The 52-year-old suffered severe brain trauma in the attack at HMP Frankland, Durham, on 26 February, The Sun newspaper first reported.
He was reportedly blinded and was not expected to regain consciousness after being beaten over the head with a makeshift weapon at the high security prison.
Huntley was convicted of murdering 10-year-old schoolgirls Jessica Chapman and Holly Wells in Soham, Cambridgeshire in 2002. Holly and Jessica were murdered after they left a family barbecue to buy sweets.
A Ministry of Justice spokesperson said: “The murders of Holly Wells and Jessica Chapman remains one of the most shocking and devastating cases in our nation’s history, and our thoughts are with their families.”
His life support machine had reportedly been turned off on Friday after consultations with his mother Lynda Richards. Brain tests have shown that Huntley was in a vegetative state, the paper reported.
The Sun quoted a source saying: “This is it, this is the end of Huntley. He is effectively dead and, at the best, is drawing his last breaths”.
They added: “He never really recovered from the beating he took, and never stood much of a chance of doing so. Huntley had been attacked loads of times in prison so the day he was killed was always likely to arrive.”

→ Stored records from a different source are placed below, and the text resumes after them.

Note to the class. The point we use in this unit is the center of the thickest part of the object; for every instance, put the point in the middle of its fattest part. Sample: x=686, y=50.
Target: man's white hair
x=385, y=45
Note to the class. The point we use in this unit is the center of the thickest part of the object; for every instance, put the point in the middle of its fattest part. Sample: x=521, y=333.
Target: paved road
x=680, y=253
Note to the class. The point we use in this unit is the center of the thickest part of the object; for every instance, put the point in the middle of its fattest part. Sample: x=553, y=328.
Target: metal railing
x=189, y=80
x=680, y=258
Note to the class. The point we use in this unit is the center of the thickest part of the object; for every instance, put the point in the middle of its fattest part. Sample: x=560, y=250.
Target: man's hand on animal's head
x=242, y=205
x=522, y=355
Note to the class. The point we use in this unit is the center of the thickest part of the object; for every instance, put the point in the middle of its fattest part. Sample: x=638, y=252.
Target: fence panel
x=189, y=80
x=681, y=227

Murderer and rapist Anthony Russell, 43, reportedly shouted “I’ve done it, I’ve done it” after Huntley was attacked in the recycling area of the prison.
Durham Constabulary has not identified the suspect, but it said on the day of the attack that a man in his mid-40s had been detained.

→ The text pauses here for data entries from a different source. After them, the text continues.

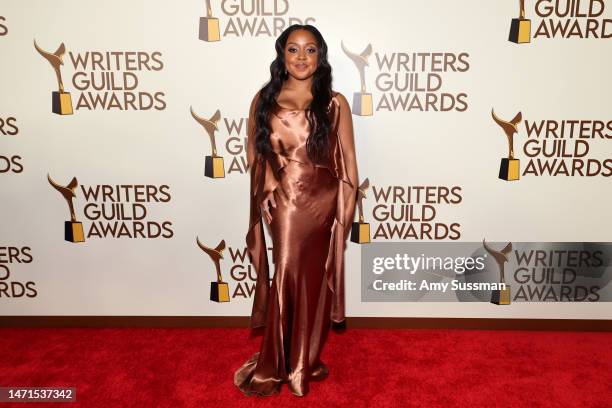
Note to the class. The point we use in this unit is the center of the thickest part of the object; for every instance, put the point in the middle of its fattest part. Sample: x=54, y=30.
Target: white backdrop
x=549, y=79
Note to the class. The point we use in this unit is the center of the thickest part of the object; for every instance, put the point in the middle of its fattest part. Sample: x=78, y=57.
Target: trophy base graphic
x=501, y=296
x=209, y=29
x=520, y=31
x=213, y=167
x=362, y=104
x=61, y=103
x=509, y=169
x=73, y=231
x=219, y=292
x=360, y=233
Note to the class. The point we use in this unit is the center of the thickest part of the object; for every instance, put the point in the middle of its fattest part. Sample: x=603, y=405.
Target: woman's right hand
x=265, y=205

Huntley was jailed for life with a minimum 40-year tariff in December 2003.
The Frankland attack was the latest attempt on Huntley’s life, and he was thought to have been kept under close observation to prevent such attacks.
In 2005, an inmate threw boiling water over him while he was in Wakefield prison in West Yorkshire.

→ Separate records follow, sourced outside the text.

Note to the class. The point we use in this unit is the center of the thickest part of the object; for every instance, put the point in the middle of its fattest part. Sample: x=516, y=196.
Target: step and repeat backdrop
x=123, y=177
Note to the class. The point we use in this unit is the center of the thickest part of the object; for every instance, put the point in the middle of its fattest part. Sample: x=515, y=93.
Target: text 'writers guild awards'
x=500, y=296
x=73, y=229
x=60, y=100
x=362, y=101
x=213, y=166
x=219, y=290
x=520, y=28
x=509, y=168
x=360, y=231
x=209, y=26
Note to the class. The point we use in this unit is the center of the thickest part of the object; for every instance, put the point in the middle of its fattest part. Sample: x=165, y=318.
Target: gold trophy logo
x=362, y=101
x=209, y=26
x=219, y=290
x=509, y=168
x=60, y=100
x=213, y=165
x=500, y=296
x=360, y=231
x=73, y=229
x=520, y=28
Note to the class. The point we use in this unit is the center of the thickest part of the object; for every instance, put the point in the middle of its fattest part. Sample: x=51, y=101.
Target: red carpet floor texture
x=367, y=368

In 2010, robber Damien Fowkes slashed him with a homemade weapon, causing a “severe, gaping cut to the left side of his neck” with a 7in (18cm) wound that required 21 stitches.
Following the latest attack, Huntley’s daughter Samantha Bryan, 27, told The Sun on Sunday that “there’s a special place in hell waiting for him”.
She told the paper: “I started crying because I thought he was dead – it was an overwhelming sense of relief. Being his daughter has been a heavy burden. It felt like I could breathe again. I felt if he died, that burden died with him.”
The Ministry of Justice was contacted for comment.